Is your school a community?
Staff and students in a school come together in the same buildings to do certain tasks for part of the day, but that by itself would not make a community (unless every factory or office counts as a community). Over and above their being brought together in the same place of work, what could make a school into a community?
The American philosopher of education Kenneth Strike has outlined four models of community, based on what it is that people share that holds them together (their ‘social glue’).
- The community as tribe. People in a small self-contained society may share their whole way of life, to the point that there is little room for privacy or individuality.
- The community as family. What holds a family together, when things are going well, may be strong emotional bonds between a few particular people, though they won’t always see eye-to-eye on everything.
- The community as congregation. People who come together to worship do not necessarily share a whole way of life: they may have very different occupations, interests and so on. But they share some underlying beliefs and values that make up a whole worldview.
- The community as orchestra. Members of an orchestra may not share beliefs or way of life or anything else except one commitment that is important to them – to make music.
Which of these models could work for a school? Not the tribe (except, just possibly, in a rather isolated and exclusive boarding school). What about the family? This may sound attractive, but we must ask whether the close emotional bonds that may – ideally – hold a family together are really possible or even desirable in a school.
The congregation is a possible model, but only for a school in which staff and students really do share a definite worldview. Paradoxically, not all faith schools would qualify, because some faith schools have it as part of their mission to welcome in people of different worldviews. The community as a congregation, by definition, is somewhat exclusive.
For schools that are more inclusive, the orchestra may be a possible model. The shared commitment would be, not to music-making, but to education. The school that is a community in this way is one that people are involved in, not just for their own individual reasons, but because – in the current jargon – they are pursuing the same educational vision, a shared sense of what education is about and why it matters.
But we have to ask how realistic this model is for many of our schools.

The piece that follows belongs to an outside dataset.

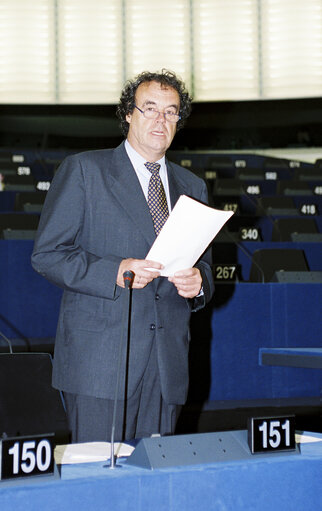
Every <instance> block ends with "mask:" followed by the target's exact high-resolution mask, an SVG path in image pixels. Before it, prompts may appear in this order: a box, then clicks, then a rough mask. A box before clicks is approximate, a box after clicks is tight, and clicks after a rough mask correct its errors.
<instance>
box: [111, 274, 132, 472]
mask: <svg viewBox="0 0 322 511" xmlns="http://www.w3.org/2000/svg"><path fill="white" fill-rule="evenodd" d="M133 279H134V273H133V272H132V271H130V270H128V271H125V272H124V273H123V281H124V287H125V292H124V302H123V315H122V335H121V342H120V346H119V358H118V367H117V374H116V385H115V395H114V408H113V419H112V431H111V451H110V467H109V468H115V454H114V435H115V423H116V409H117V399H118V393H119V387H120V373H121V362H122V355H123V350H124V349H125V348H126V347H127V342H128V337H129V315H130V290H131V287H132V282H133ZM124 406H125V401H124Z"/></svg>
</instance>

What’s so good about communities?
Suppose that most schools don’t really share enough in their beliefs or values or educational commitments to really count as communities, except in some rather watered-down sense. Is that necessarily a bad thing? We haven’t yet asked what is meant to be so good about communities. Communities do bring with them lots of good things – friendship, a sense of belonging, a sense of identity – but sometimes they may go too far in seeing themselves as distinct from the wider society. They may even act directly against the interests of those who are not part of the community (think of the Mafia, or a racist community).
A school that is not a community in any full-blooded sense may still have a lot going for it, because it may be more like the wider society outside. The political theorists called ‘communitarians’ may be right to stress what is good about communities, but they are wrong if they think that a whole nation can be one big community – this is not a realistic picture for a country like Britain. There are many communities, sometimes fairly distinct but mostly overlapping, and they don’t always find it easy to get along. Suppose a school is a microcosm of that kind of world. It will not be a cosy or comfortable place, but might it actually give people a more realistic preparation for their adult life and a better grounding for being active citizens in a plural society?